I first looked at the work of Jane Bown (1925–2014) during the Context and Narrative course (see here), when I watched the documentary Looking for Light. Bown was a staff photographer for the Guardian newspaper for much of her working life and the reputation she gained for portraiture was such that celebrities would request sittings with her (an interesting twist for a newspaper photographer).
Bown’s book, Faces: The creative process behind great portraits, is both introduced by Bown herself and she provides brief commentaries on each of the photos. The book includes 120 black and white portraits, covering several decades; subjects including Woody Allen, John Lennon, Anthony Hopkins; it is like a who’s who of newsworthy personalities.
What draws me to Bown’s work is that while she took an uncomplicated approach to photography, using an Olympus OM1 and almost exclusively natural light, working under tight time constraints, her photos are captivating. It feels as if one is looking into the real character of her sitters, with little artifice. Bjork is quoted on the dust cover of the book, saying:
She can look at a person and she knows, instinctively, straight away, who they are.’
Things I’ve learned from looking at the book:
- Bown always shot on location, rather than in a studio and worked to address different set of practical constraints where ever she worked. This flexibility to deal with the sometimes less than ideal, and improvise seems important.
- Bown stayed with her manual 35mm Olympus OM1 and 50mm lens throughout her career. A camera that can now be purchased on eBay, including lens for around £100. There can be a tendency for photographers to fall into the ‘gear acquisition’ trap thinking that the latest gear will make the difference to their work, when it is really what goes on behind the camera that makes the difference. Bown’s approach is a powerful example of this maxim.

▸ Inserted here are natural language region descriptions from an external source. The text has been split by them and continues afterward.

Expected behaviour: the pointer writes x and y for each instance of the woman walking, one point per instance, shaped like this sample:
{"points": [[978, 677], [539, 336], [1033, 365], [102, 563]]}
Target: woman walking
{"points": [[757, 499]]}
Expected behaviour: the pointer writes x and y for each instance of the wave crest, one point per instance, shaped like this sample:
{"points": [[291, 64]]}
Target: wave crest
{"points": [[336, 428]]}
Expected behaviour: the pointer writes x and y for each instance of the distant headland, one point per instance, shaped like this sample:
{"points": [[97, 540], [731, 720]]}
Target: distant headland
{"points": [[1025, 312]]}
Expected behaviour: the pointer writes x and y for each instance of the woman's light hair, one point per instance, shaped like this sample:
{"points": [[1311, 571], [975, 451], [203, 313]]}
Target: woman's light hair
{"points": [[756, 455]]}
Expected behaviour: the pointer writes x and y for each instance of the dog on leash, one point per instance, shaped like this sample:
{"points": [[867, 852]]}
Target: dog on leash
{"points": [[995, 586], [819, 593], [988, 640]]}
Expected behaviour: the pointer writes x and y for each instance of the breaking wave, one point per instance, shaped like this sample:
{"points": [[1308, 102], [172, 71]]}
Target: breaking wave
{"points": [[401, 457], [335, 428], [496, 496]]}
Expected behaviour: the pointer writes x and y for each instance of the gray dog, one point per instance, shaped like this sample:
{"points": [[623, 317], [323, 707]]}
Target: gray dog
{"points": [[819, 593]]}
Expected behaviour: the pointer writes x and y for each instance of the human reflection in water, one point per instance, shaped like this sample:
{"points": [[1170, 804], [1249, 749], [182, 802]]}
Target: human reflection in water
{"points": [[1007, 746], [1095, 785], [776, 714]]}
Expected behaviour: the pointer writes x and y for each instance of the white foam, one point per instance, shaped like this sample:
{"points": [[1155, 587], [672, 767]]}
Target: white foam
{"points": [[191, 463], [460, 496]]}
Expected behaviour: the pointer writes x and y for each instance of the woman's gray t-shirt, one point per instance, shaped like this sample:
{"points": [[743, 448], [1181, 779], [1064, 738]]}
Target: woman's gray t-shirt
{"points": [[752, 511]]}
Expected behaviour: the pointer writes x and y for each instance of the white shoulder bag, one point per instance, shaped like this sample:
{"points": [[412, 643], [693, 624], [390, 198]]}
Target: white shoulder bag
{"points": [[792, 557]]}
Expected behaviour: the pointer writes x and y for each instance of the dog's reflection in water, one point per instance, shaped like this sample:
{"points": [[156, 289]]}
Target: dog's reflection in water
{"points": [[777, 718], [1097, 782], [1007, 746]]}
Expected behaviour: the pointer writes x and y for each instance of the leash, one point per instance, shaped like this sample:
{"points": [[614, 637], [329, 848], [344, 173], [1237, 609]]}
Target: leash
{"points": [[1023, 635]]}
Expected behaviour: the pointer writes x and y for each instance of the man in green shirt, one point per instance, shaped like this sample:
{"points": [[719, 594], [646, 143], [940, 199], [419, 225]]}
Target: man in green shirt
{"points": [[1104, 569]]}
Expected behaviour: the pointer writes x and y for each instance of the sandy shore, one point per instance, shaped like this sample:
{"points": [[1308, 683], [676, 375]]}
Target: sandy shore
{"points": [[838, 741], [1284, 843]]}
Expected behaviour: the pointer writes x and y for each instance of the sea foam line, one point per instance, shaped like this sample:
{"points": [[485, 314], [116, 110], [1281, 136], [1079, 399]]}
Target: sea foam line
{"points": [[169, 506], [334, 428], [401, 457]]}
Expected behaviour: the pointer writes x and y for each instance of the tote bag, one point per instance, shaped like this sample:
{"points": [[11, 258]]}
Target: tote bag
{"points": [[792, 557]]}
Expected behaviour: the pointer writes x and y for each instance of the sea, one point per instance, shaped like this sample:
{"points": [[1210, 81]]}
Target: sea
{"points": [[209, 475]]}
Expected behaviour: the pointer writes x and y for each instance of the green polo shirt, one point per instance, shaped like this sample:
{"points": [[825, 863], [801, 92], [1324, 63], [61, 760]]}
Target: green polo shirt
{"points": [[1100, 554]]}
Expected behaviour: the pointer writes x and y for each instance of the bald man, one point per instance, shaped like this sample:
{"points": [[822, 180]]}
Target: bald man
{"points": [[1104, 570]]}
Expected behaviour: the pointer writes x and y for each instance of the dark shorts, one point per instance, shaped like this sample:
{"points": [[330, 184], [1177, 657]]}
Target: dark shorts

She says, ‘I don’t use lights, flash or light meters. This means that I travel light and don’t waste time setting up. I like to have as few barriers as possible ..’ (Bown J (2000), p8).
- Bown’s preparation for a session in a new location was focused on looking for light; ‘once the light is dealt with, I can can get on with the business of taking the picuture’ (ibid, p9). She comments that in situations she could not find natural light she would improvise, for example by putting a 150 watt bulb into a table light. Photographing in black and white offers more leeway in lighting than colour, where the temperature of light needs to be more carefully considered.
- Bown describes how she moves around her subjects to explore the framing of the shot and the context of the portrait. Each portrait in the book includes Bown’s explanation of the framing and what she liked about each image. There seems to be a clear intention and an attention to detail. This is perhaps what is needed to take great portraits; a great awareness of what is occurring within the frame. I’ve noticed in my own work that I’m sometimes prone to miss small distracting details in the frame, which could have easily been removed physically or by reframing at the time of shooting. The discipline of considering the whole frame, not just the subject is particularly important in portraiture.
- While some of Bown’s work comprises head shots (important for newspapers), much includes context, which was perhaps not included in newspaper prints. Hands and features in rooms or outdoor spaces form an important part of the narrative for Bown’s portraits; whether they are directly connected to the subjects or to aid with the composition.
This book is a great inspiration for black and white portraiture. Highly recommended.